Surveillance du VTi pendant la ventilation – avec les ventilateurs de WEINMANN

Une surveillance continue du VTi lors de la ventilation est essentielle pour détecter à temps les écarts. Les ventilateurs de WEINMANN offrent plusieurs options à cet effet. 

Le VTi peut être directement surveillé via l’affichage graphique de la courbe respiratoire. Sur la courbe de débit, un VTi élevé ou bas est identifiable à la hauteur et à la largeur du sommet de la courbe.

Contrairement au VTe, il n’existe pas d’alarme directe pour le VTi. Cependant, certains signes peuvent indiquer un VTi qui diverge des valeurs de référence. Il s’agit par exemple de messages comme « pression des voies respiratoires élevée » ou « pression des voies respiratoires basse » lors de la ventilation en pression contrôlée.

De plus, certains appareils affichent le volume minute inspiratoire (VMi). Cette valeur est obtenue en multipliant le VTi par la fréquence ventilatoire par minute et peut donc également fournir des informations sur le VTi.

1 Lang, H. (2020): Beatmung für Einsteiger. Theorie und Praxis für die Gesundheits- und Krankenpflege, 3rd edition, Berlin Heidelberg: Springer Verlag, p. 87ff.

2 Lang, H. (2020): Beatmung für Einsteiger. Theorie und Praxis für die Gesundheits- und Krankenpflege, 3rd edition, Berlin Heidelberg: Springer Verlag, p. 225ff.

3 Lang, H. (2020): Beatmung für Einsteiger. Theorie und Praxis für die Gesundheits- und Krankenpflege, 3rd edition, Berlin Heidelberg: Springer Verlag, p. 100ff.

4 Lang, H. (2017): Außerklinische Beatmung, Berlin Heidelberg: Springer Verlag, p. 129.

5 Larsen, R. & Mathes, A. (2023): Beatmung. 7th edition, Berlin Heidelberg: Springer Verlag, p. 317.

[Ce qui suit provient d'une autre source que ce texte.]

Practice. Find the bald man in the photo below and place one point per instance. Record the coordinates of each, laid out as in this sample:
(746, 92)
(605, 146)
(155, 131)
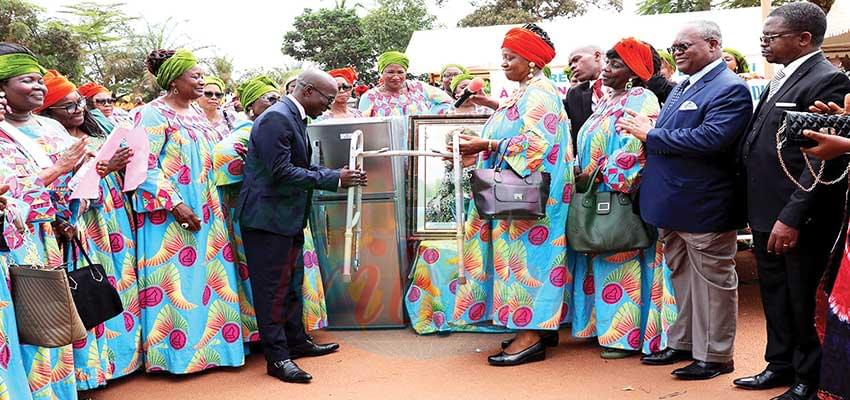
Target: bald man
(273, 207)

6 Lang, H. (2020): Beatmung für Einsteiger. Theorie und Praxis für die Gesundheits- und Krankenpflege, 3rd edition, Berlin Heidelberg: Springer Verlag, p. 238ff.

7 https://intensiv.anthroposophische-pflege.de/beatmung/

8 Lang, H. (2020): Beatmung für Einsteiger. Theorie und Praxis für die Gesundheits- und Krankenpflege, 3rd edition, Berlin Heidelberg: Springer Verlag, p. 249.

9 https://www.ai-online.info/abstracts/pdf/dacAbstracts/2010/15_Huschak.pdf

10 Lang, H. (2020): Beatmung für Einsteiger. Theorie und Praxis für die Gesundheits- und Krankenpflege, 3rd edition, Berlin Heidelberg: Springer Verlag, p. 95f.

11 Lang, H. (2020): Beatmung für Einsteiger. Theorie und Praxis für die Gesundheits- und Krankenpflege, 3rd edition, Berlin Heidelberg: Springer Verlag, pp. 100 & 127.

12 Lang, H. (2020): Beatmung für Einsteiger. Theorie und Praxis für die Gesundheits- und Krankenpflege, 3rd edition, Berlin Heidelberg: Springer Verlag, p. 213.